Some faulty translations of this passage are based on the two different Greek verbs for “love” that the author, John, uses when recording a dialogue between the resurrected Jesus and Peter. Jesus asks Peter two times, “Do you love me,” using the verb agapao both times (vv. 15, 16). Peter responds, “I love you,” using phileo both times. The third time Jesus asks Peter the question, however, Jesus uses the verb phileo, as does Peter in his response (v. 17).

It is often argued that agapao signifies a higher form of love — divine, selfless, altruistic. However, the most Peter will claim for his love of Jesus is phileo love — friendship love. Such a reading of this passage probably accounts for the distinction the New International Version makes in its translation, rendering “truly love” for agapao, and “love” for phileo.

But this translation cannot be. In the first place, it is John’s writing style to use the verbs agapao and phileo interchangeably, without any distinction in meaning. Thus, the expression “the disciple whom Jesus kept on loving” can be based on either verb (John 19:26; 20:2). Again, when John states that the Father “loves the Son” both verbs are used (John 15:9; 5:20). Even in verse 17 of the exchange between Jesus and Peter, John uses two different Greek verbs for “know” without any difference in meaning — “Lord you know all things; you know that I love you.”

Second, Peter could hardly answer, “Yes, Lord, I love you” if, in fact, he actually meant “No, Lord, I only like you as a friend.”

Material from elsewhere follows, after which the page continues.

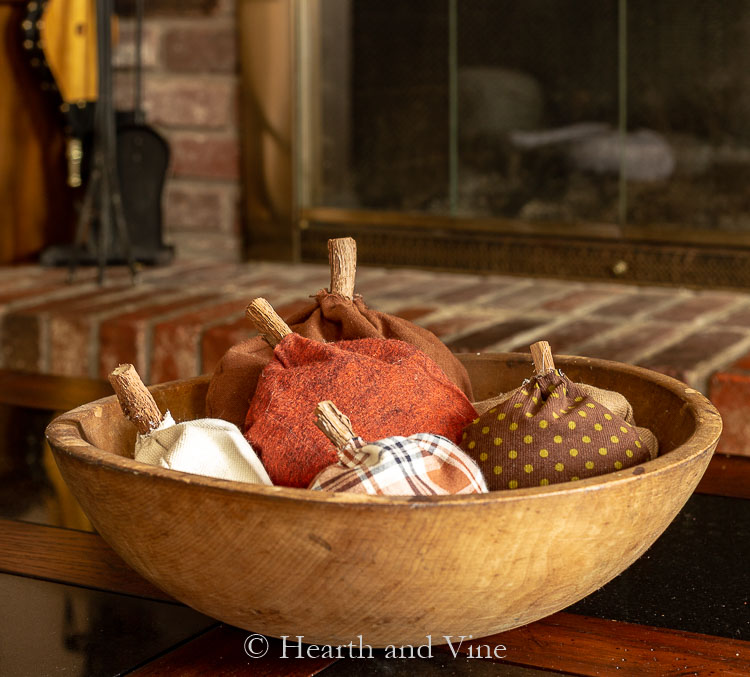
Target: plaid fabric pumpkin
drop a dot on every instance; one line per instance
(420, 465)
(551, 430)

Finally, it is clear that Peter got upset, not because Jesus changed his verb in the third question, but because Jesus asked him the same question three times — an obvious allusion to Peter’s threefold denial of Jesus.

If this passage is not about the two Greek words for “love,” then what does it teach? Two simple, but profound truths.

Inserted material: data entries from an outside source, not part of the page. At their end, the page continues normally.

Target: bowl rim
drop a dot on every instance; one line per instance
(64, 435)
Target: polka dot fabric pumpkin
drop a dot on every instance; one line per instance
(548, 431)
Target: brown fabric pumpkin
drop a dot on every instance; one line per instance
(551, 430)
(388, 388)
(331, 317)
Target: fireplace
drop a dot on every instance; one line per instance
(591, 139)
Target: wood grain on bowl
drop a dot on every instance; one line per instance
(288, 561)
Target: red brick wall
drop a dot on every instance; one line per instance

The first is this: What the Lord Jesus Christ is looking for in his disciples — in Peter, in John, and in us today — is our love above everything else. We may think we can impress with him with our knowledge, accomplishments, or bank accounts. But if the risen Lord were to do a heart examination on each one of us today, he would ask us one question: “Do you love me? Do you love me? Do you love me?” Hence the priority of love in the New Testament (see Gal. 5:22; 1 Cor. 13:13; Rev. 2:4).

But is it enough to say the words “I love you”?  I’m sure the Lord enjoys hearing these words from his dear children, just as we do from ours. Yet it is all too easy to become enamored with words and fail to back them up with actions.

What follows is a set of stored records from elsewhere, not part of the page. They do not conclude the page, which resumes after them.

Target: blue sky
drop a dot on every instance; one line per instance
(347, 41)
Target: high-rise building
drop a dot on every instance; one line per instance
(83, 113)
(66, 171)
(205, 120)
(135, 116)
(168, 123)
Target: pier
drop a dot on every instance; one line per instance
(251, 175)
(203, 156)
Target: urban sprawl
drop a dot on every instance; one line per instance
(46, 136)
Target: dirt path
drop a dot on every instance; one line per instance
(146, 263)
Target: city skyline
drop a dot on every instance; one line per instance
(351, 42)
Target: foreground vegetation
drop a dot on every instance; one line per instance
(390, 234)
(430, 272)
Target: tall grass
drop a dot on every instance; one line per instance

And that is the second great truth in our passage. Jesus is saying that the best way to prove that we love him is by taking care of his people. As he tells Peter, if you love me then “Feed my lambs” and “Take care of my sheep” (vv. 15, 16, 18).

This is the same “Love Triangle” that we see in another of John’s books, 1 John. There, John writes, “Whoever says, ‘I love God,’ but hates his brother is a liar. The one who doesn’t love the brother whom he has seen can’t love a God whom he hasn’t seen” (1 John 4:20).

And so Jesus tells Peter that his pronouncement is not enough. Peter must show how much he loves his Lord by humble service to others in his name.

Love God. Love others. This is the Great Commandment in a nutshell.

Farewell sloppy agape!

David Alan Black, Ph.D., (’75, M.Div. ’80) is professor of New Testament and Greek at Southeastern Baptist Theological Seminary in Wake Forest, N.C. He holds a B.A. from Biola; an M.Div. from Biola’s seminary, Talbot School of Theology; and a D. Theol. from the University of Basel in Switzerland. He taught Greek classes at Biola from 1976 to 1998. He also edits www.daveblackonline.com.